The workshop benefited greatly from the active engagement and dynamic leadership of Dr. Zainab Akol, Principal Medical Officer for Family Planning FP and Reproductive Health (RH) within the MOH. “It is vital to me,” she said, “as the lead person for FP in Uganda, to serve as an advocate for rights and choice issues (in FP) as well as train other advocates. We will review all national standards including training materials.” High-level government commitment to rights-based FP was further demonstrated by the participation of two members of Parliament and several district health officers, as well as the supportive comments of Dr. Collins Tusingwire, Assistant Commissioner of RH in the MOH.

Importantly what emerged from the meeting is that much can be done to strengthen contraceptive choice and human rights in FP programs by doing ongoing activities differently, as opposed to doing more that would require additional resources. For example:

  • Sharing workshop content with the Maternal and Child Health Technical Working Group at an upcoming meeting;
  • Making FP choice and rights an agenda item in every FP forum, including at District Health Officer meetings;
  • Orienting supervisors as advocates for choice and rights;
  • Incorporating choice and rights into capacity-building, supervision, monitoring, and quality assurance;
  • Building choice and rights into performance expectations and motivation mechanisms;
  • Reviewing FP policies, strategies, guidelines, and training materials to ensure their compliance with a rights-based approach; and
  • Addressing contraceptive security issues to ensure the availability of FP commodities and supplies at all service delivery levels.

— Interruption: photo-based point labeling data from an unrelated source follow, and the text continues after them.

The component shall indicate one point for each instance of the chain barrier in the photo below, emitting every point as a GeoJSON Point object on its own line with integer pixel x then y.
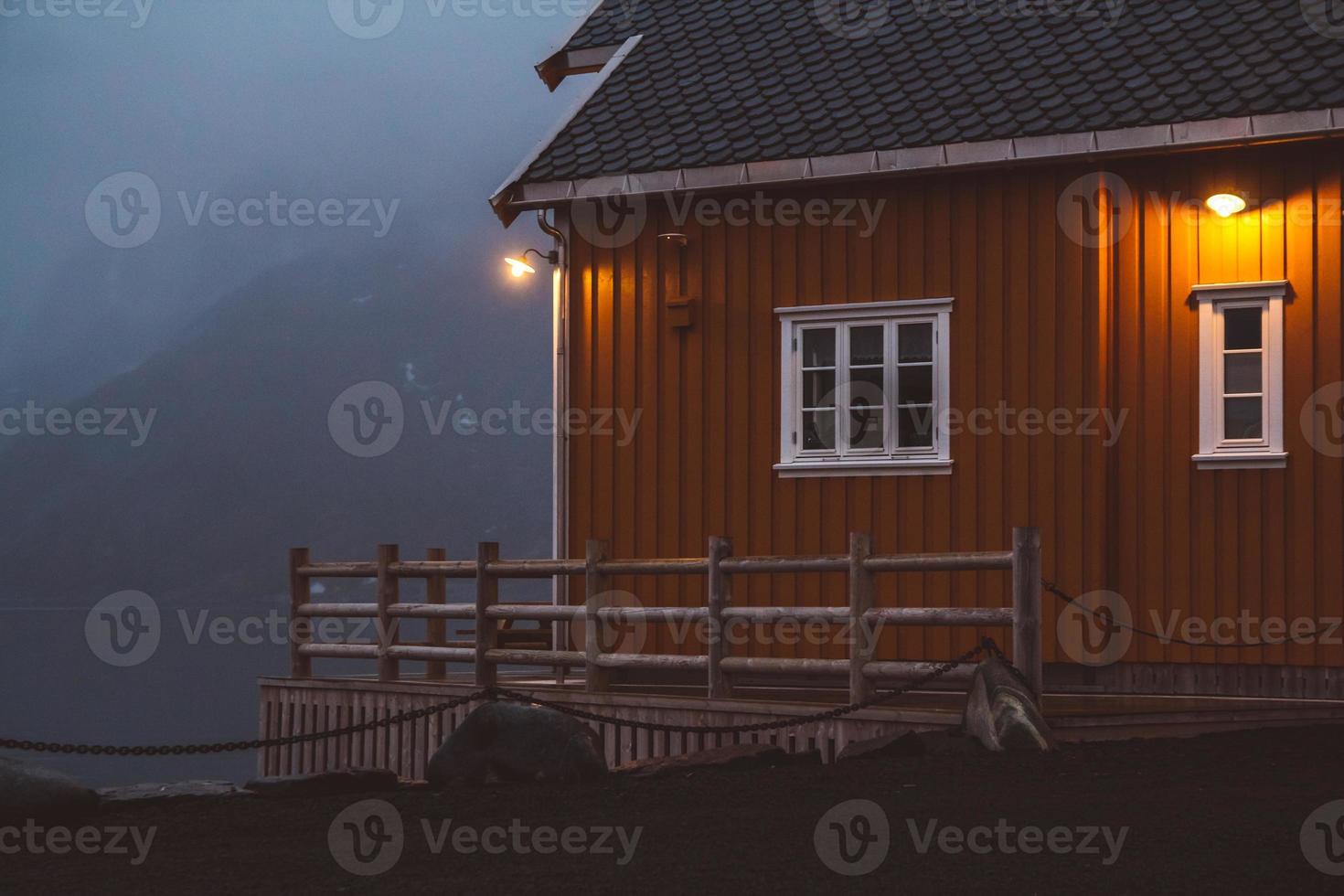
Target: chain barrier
{"type": "Point", "coordinates": [496, 693]}
{"type": "Point", "coordinates": [1169, 640]}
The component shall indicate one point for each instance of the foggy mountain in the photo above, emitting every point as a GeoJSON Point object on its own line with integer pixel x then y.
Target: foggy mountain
{"type": "Point", "coordinates": [238, 461]}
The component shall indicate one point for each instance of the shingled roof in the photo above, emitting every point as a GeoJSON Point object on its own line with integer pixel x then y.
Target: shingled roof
{"type": "Point", "coordinates": [718, 82]}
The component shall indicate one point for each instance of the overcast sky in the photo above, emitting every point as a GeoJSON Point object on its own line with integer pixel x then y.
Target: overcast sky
{"type": "Point", "coordinates": [237, 98]}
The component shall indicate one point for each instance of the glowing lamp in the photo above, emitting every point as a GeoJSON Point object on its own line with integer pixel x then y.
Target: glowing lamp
{"type": "Point", "coordinates": [517, 268]}
{"type": "Point", "coordinates": [1226, 205]}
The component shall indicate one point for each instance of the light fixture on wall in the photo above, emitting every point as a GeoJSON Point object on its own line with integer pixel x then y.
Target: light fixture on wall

In addition, Dr. Akol proposed seeking additional resources to support the development and conduct of a research agenda to demonstrate the “so what” of incorporating a rights-based approach into FP and other health programs. While there is some global evidence of the value added by taking a human rights approach to FP and other healthcare programs, it is scant. A more robust body of evidence would go a long way to marshal donor and government support for taking this approach.

Uganda is well poised to be a global leader in demonstrating the rights-based approach in action and to generate evidence that it can be a low-cost, high-impact game changer. We will follow their experience and results with keen interest.